AS IMPLICÂNCIAS NEGATIVAS DA REVISTA PRISIONAL AO
FUNDAMENTO DA DIGNIDADE HUMANA E O ADVENTO DA SEGURANÇA
PRISIONAL COMO ARBÍTRIO DE PODER

Boa noite, leitores! Há algum tempo, ainda no ano de 2015, escrevi um artigo em parceria com a professora M.L.B.S. cujo tema fora – revista vexatória e direitos fundamentais -, iniciativa que teve como intuito provocar um momento de reflexão na sociedade em geral sobre Estado de Direito, Garantias Humanas, Direitos Fundamentais e abuso de poder. Desta feita, voltamos nossos olhares para o cenário do Estado brasileiro, onde se presencia uma inquietante situação de desrespeito a bens jurídicos constitucionais consagrados, como o direito à intimidade.

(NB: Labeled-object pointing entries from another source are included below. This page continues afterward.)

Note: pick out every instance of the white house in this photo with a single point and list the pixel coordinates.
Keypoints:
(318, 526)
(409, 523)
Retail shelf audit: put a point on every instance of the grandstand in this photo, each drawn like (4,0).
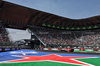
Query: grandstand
(51,30)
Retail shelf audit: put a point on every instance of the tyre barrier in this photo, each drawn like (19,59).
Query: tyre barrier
(8,49)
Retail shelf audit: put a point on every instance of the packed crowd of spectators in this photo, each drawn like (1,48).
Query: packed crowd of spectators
(54,37)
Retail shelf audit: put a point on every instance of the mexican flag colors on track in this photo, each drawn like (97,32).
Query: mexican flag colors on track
(33,58)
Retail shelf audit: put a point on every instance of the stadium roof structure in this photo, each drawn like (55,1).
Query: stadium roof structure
(19,17)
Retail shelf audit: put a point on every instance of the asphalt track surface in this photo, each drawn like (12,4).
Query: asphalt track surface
(63,52)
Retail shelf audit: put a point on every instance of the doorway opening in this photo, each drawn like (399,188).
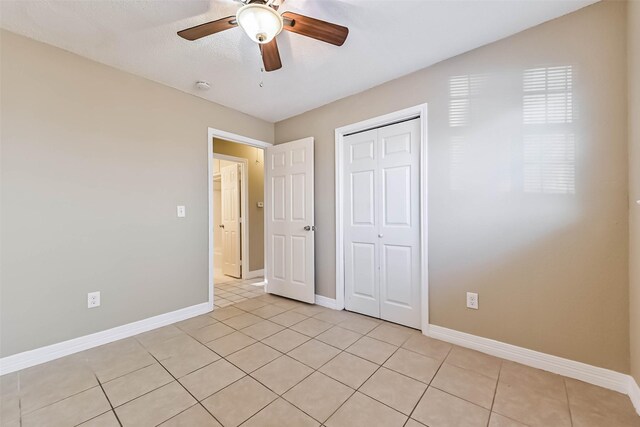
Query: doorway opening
(236,218)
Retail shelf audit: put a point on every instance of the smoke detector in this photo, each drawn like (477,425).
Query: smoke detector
(202,85)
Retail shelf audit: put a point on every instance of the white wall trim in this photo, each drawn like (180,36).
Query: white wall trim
(634,393)
(217,133)
(417,111)
(327,302)
(255,273)
(569,368)
(244,208)
(40,355)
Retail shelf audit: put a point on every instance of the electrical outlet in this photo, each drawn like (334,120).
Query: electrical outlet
(472,300)
(93,299)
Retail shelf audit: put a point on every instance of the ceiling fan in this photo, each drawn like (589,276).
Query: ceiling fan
(262,23)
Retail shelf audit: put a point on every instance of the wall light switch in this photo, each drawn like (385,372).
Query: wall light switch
(472,300)
(93,299)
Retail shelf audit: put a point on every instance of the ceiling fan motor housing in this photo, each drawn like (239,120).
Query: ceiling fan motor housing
(259,21)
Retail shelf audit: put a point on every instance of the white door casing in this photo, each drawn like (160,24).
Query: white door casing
(382,222)
(230,190)
(290,236)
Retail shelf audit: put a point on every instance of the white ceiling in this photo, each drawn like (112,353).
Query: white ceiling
(387,39)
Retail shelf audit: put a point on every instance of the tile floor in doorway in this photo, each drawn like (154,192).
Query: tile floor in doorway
(229,291)
(269,361)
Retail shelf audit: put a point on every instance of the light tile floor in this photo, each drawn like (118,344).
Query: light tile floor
(268,361)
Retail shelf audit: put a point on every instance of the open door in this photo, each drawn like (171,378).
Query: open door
(290,220)
(230,189)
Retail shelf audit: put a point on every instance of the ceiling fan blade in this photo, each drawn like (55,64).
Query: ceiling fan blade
(315,28)
(209,28)
(270,56)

Entenda o artigo por meio do resumo seguinte:

“O presente trabalho nasceu da necessidade de chamar a sociedade civil e política, em especial aos poderes constituintes, para a discussão e reflexão sobre o estado de direito, o fundamento da dignidade da pessoa humana, os direitos fundamentais, a prática abusiva da revista prisional e a exaltação da segurança prisional em detrimento do principal pilar constitucional que é a dignidade humana. Para tanto, realizou-se estudos bibliográficos seguidos de análises acerca da hodierna realidade da manutenção dos direitos à intimidade, à segurança e ao dever do estado brasileiro em assegurar os direitos público-subjetivos contidos na Constituição Federal de 1988. Alertar a sociedade em geral sobre o direito que esta possui, do exercício de reclamar aos organismos nacionais e, até mesmo, aos organismos internacionais de controle e defesa de garantias humanas fundamentais e suas violações. Dessa forma, objetivou-se dar ao tema a relevância que lhe é peculiar, reconhecendo a inexistência do estado de direito de fato quando este se afasta de seus fundamentais princípios. Foi utilizado como referencial teórico a afirmação desenvolvida por Emmanuel Kant, o qual observa em sua obra a suprema importância da dignidade humana em todos os aspectos. A pesquisa foi desenvolvida com abordagem qualitativa e concluiu-se que embora o direito à intimidade seja uma garantia constitucional, o mesmo não vem recebendo a devida proteção de que faz gozo, percebendo-se uma omissão do Estado no que se volta ao devido zelo dos direitos fundamentais. Embora algumas ações tenham sido tomadas com vistas a revelar um Estado que se esforça para proteger a dignidade humana, percebeu-se que a realidade continua sendo a mesma, a de negação da dignidade humana; contudo, a percepção de afirmação ou negação dos procedimentos de vistoria inferem diretamente sobre a Dignidade Humana, o que justifica a proteção de toda e qualquer pessoa.”